One of the first things we did was set a clear goal. My goal was that I wanted to be confident in my calling as a designer and creative. I was miserable feeling so ashamed and incapable, and I would work as hard as I could to have a sense of confidence about my purpose.
In an early session, she asked me if I knew anyone I could “borrow” confidence from. Do I know confident women that I admire? And then can I think through situations through the lens of, “What would she do here?” And that WORKED. So simple. I have since been in painful encounters that would normally shut me down, and I channeled those women in those moments and it changed my behavior.
I’m still gaining confidence and will happily hear any advice in this area. But it’s gotten significantly better.
On moving forward:
This year, I finally started to believe I am supposed to be creating. I don’t know what did it. Connor and I talked the topic to death over three years. I’ve vocalized and explored every feeling towards making art again.
Memories of throwing art in dumpsters. Unkind words from strangers. Feeling that if I sell my art, no one will buy it. I remember giving my keys back to the landlord when I closed my shop.
Every unpleasant thought pulsed through me when I tried to make art.
And one day, a sense of hope returned. Years of counseling and talking and waiting. I wish I understood why the exact timing. But it felt like I was frozen and I finally melted.
I kept making the whole time, of course. I see that now. I found what capacity I could create in, and colors came out. Color palettes felt safe, so I have stuck with that until bigger things have started to (recently) come into view.
My advice for stuckness is do not stop showing up — do it in the smallest capacity. You will be frustrated you can’t do “xyz” like you used to. But hey, you were traumatized! Take it a little easier on yourself. Don’t lose that passion of yours if it is a meaningful part of you — but it’s also good to keep a little distance if it hurt you. Be patient. Things actually will come back to you — but matured and stretched and a little better.
On living with hope when you have anxiety and depression:
Since 2017, it has been my heartbeat to help people feel hope in the darkest of times. All my art, every room I have designed, every lesson I’ve taught is driven by that purpose.
The pain I’ve felt stretched my own belief in hope. It’s been tested. And I have recommendations for maintaining sunshine in your life. Please save for a rainy day. Here they are:
Have people (even one person) who you can speak to freely and share your pain with
Spend a few minutes in the morning making your space a little nicer. Open windows, throw trash away, play music, spray room spray.
Savor moments that mean something to you. Take a photo or video, save them all together in an album to come back to on a hard night.
Write about your feelings often. All the time.
Let music speak to you. Make playlists for when you may need them later.
Be careful of how much sad music you consume. Be careful of how much anxiety-producing television you consume.
Read fiction before bed.
Seek to place hope in something bigger than yourself.
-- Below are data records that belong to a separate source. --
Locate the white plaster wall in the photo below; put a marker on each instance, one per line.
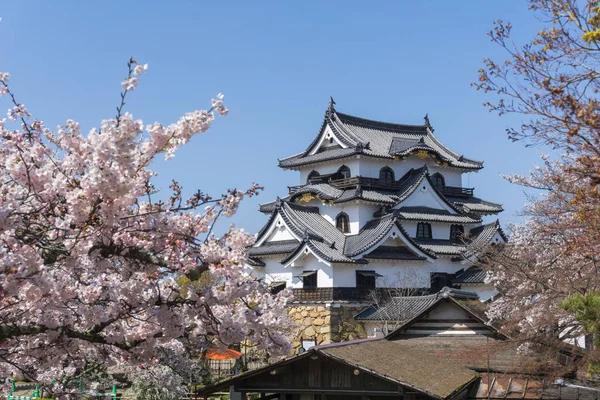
(370, 167)
(274, 271)
(395, 274)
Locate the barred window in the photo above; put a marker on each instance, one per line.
(456, 232)
(386, 174)
(423, 230)
(342, 222)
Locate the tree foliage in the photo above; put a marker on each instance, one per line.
(92, 260)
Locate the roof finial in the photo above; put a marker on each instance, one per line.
(330, 108)
(427, 123)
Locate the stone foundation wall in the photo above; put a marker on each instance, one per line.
(329, 323)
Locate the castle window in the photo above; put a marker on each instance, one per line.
(386, 175)
(366, 279)
(309, 279)
(423, 230)
(276, 287)
(456, 232)
(344, 172)
(342, 222)
(438, 180)
(312, 175)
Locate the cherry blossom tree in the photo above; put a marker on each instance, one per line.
(92, 261)
(551, 260)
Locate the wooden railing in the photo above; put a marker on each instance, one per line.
(366, 183)
(457, 191)
(348, 293)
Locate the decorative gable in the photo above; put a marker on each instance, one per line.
(453, 313)
(326, 139)
(425, 195)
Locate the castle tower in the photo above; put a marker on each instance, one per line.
(379, 206)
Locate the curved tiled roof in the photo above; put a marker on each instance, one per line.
(431, 214)
(369, 235)
(397, 309)
(476, 205)
(404, 308)
(327, 242)
(393, 253)
(376, 139)
(443, 246)
(482, 236)
(277, 247)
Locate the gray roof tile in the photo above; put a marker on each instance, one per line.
(377, 139)
(278, 247)
(442, 246)
(476, 205)
(431, 214)
(393, 253)
(397, 309)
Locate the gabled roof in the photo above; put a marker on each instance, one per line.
(275, 247)
(400, 308)
(471, 275)
(475, 205)
(376, 231)
(376, 139)
(468, 301)
(437, 367)
(445, 247)
(319, 236)
(482, 236)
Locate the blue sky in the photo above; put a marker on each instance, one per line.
(277, 64)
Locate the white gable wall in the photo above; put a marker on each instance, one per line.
(394, 273)
(280, 233)
(484, 291)
(274, 271)
(425, 196)
(447, 319)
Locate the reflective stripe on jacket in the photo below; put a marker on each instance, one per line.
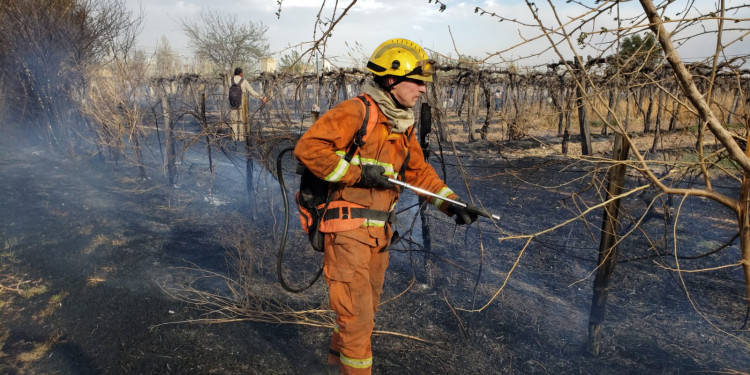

Do something you want to learn just because YOU want to. It doesn’t have to be an empire — it can just be a thing you do.
Say yes when your friends want to see you.
Give others generous gifts and surprises when you are able.
Learn small things that make life more beautiful. How to wrap gifts really well. How to make your laundry smell good. How to do your own manicure. How to groom your dog.
Befriend a dog or cat.
Walk outside alone. Without listening to anything.
Find a new show or movie you love. Cozy up often.
Throw things away that you don’t need. Keep your shelves light.
Make schedules for yourself when you feel unbalanced and unsure.
Pay close and careful attention to how social media makes you feel. Delete it for a bit. Be drastic in taking care of yourself.
Journal, scrapbook, document life moving forward.
Do something tactile with your hands — make stuff, plant stuff, clean stuff.
I am sending love and sunshine to you at the start of my 25th year. Thank you for reading my magazine — it took a lot to make this one and I hope that it felt like a friend to you.